Infected splinters can cause a bacteremia which can permit septic products (emboli) to travel to the heart and cause infection of the valves(endocarditis)
 
#16 ·
Oh yeah! This was a simple cactus prick on the OTHER thumb (weird). Turned into MRSA staph. Very nearly had to report to the hospital every day for IV for weeks. Luckily 2 rounds of Anti-biotics took care of it. I rarely take them-maybe every 18months ago. I also kiss dirty girls and eat candy off the ground, so my immune system is up.









 
#17 ·
Yea.. any wound can cause infection. We have a lot of bacteria living in our throats and on our skin that are usually harmless. Lots and lots. Usually with wounds nothing happens and we're OK. In rare cases those bacteria can really cause bad stuff. MRSA and even flesh eating. If you're unlucky it can happen from just getting scratched by a branch. But I wouldn't spend time worrying about it. Normal wound care and hope for the best.
 
#18 ·
The skin actually has a way of slowly pushing foreign objects out of it. It takes awhile but it does it on its own. If the splinter somehow managed to insert itself perfectly into a vein I would say that god just pressed the smite button on you because the odds of that happening are so low as to be nearly impossible.
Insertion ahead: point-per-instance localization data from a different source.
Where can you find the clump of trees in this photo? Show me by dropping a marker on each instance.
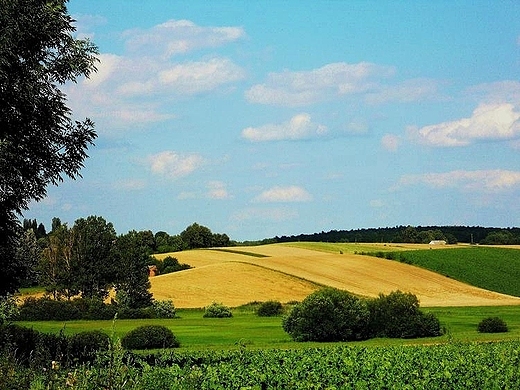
(40, 142)
(335, 315)
(168, 265)
(150, 337)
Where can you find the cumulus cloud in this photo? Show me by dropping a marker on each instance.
(299, 127)
(217, 190)
(173, 164)
(480, 180)
(488, 122)
(133, 87)
(175, 37)
(307, 87)
(284, 194)
(390, 142)
(130, 185)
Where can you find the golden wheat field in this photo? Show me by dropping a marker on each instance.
(290, 273)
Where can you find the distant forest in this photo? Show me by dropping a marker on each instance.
(412, 234)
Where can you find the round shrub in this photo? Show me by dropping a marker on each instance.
(217, 310)
(84, 346)
(270, 309)
(328, 315)
(397, 315)
(492, 325)
(149, 337)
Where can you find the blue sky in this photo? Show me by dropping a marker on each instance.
(262, 118)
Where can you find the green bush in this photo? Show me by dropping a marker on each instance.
(217, 310)
(492, 325)
(328, 315)
(397, 315)
(83, 347)
(30, 347)
(150, 337)
(270, 309)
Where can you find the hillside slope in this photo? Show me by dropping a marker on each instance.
(290, 273)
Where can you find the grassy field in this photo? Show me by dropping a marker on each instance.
(496, 269)
(288, 272)
(247, 329)
(491, 268)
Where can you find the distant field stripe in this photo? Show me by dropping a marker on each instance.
(319, 285)
(252, 254)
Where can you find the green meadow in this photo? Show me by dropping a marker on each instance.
(246, 329)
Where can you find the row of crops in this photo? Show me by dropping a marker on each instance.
(448, 366)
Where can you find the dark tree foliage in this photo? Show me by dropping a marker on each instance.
(40, 143)
(94, 263)
(452, 234)
(132, 281)
(328, 315)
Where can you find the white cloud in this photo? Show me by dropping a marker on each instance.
(107, 65)
(488, 122)
(478, 181)
(299, 127)
(284, 194)
(390, 142)
(174, 165)
(307, 87)
(136, 86)
(130, 184)
(217, 190)
(175, 37)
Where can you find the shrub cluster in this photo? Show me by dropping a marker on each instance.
(47, 309)
(269, 309)
(34, 348)
(397, 315)
(328, 315)
(492, 325)
(335, 315)
(149, 337)
(217, 310)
Not saying it couldnt happen but I hightly doubt it ever would.
 
#20 ·
A sliver will attract pus, the body's attempt to surround the sliver to protect surrounding tissue, dissolve it down and flush it out.

It may take several hours to several days to begin to see a sliver pus pocket develop.

With a clean needle, the pustulate can be poked and fluid expelled, usually with the sliver...it make take more time and more poke and sqeezings to rid a deep sliver.

If their is not an easy exit for the pus/sliver soup pustulate, the area will heat up and the body will ususally absorb the mess.

For infections Learn how to use MMS (miracle mineral suppliment) (chlorine dioxide). In a grid down shtf world it might save your life. It kills bacteria, viruses, molds, yeasts, gangreen, cancer, communicable diseases, tooth aches, parasites.

MMS is cheap on line, The authorities don't want you to have it so that should tell you it works.
 
#21 ·
I stepped on a sewing needle as a kid and about a 5mm piece broke off and stayed in. didnt know it was there for about 2 day, went to school ect, kept getting more painful.
Went to the doc- x-ray- he cut it out, He thought it traveled about 2" in the 2 days I had it in me.
He said wood will work out or desolve but metal wont, He said glass was the worse kind of splinter to get.

But I had a bullet in my upper leg and most of it came out the same day but 20 years later the site got hard and more debris came out and they were really small but felt huge under the skin. They were mostly copper fragments of the jacket. 1-3mm long.
 
#22 ·
I know I always have stories about other people, but here is one more.

I was a kid and I remember my mom got a real big splinter in her hand, on the palm side. It got really icky and infected but else than that she was OK. Then the splinter traveled through the thumb muscle to the top of her hand and then she could finally get it out. After that, the hand healed up fine. Don't think any doctor was ever involved, my mom is like a lot of health care staff, she doesn't like going to doctors.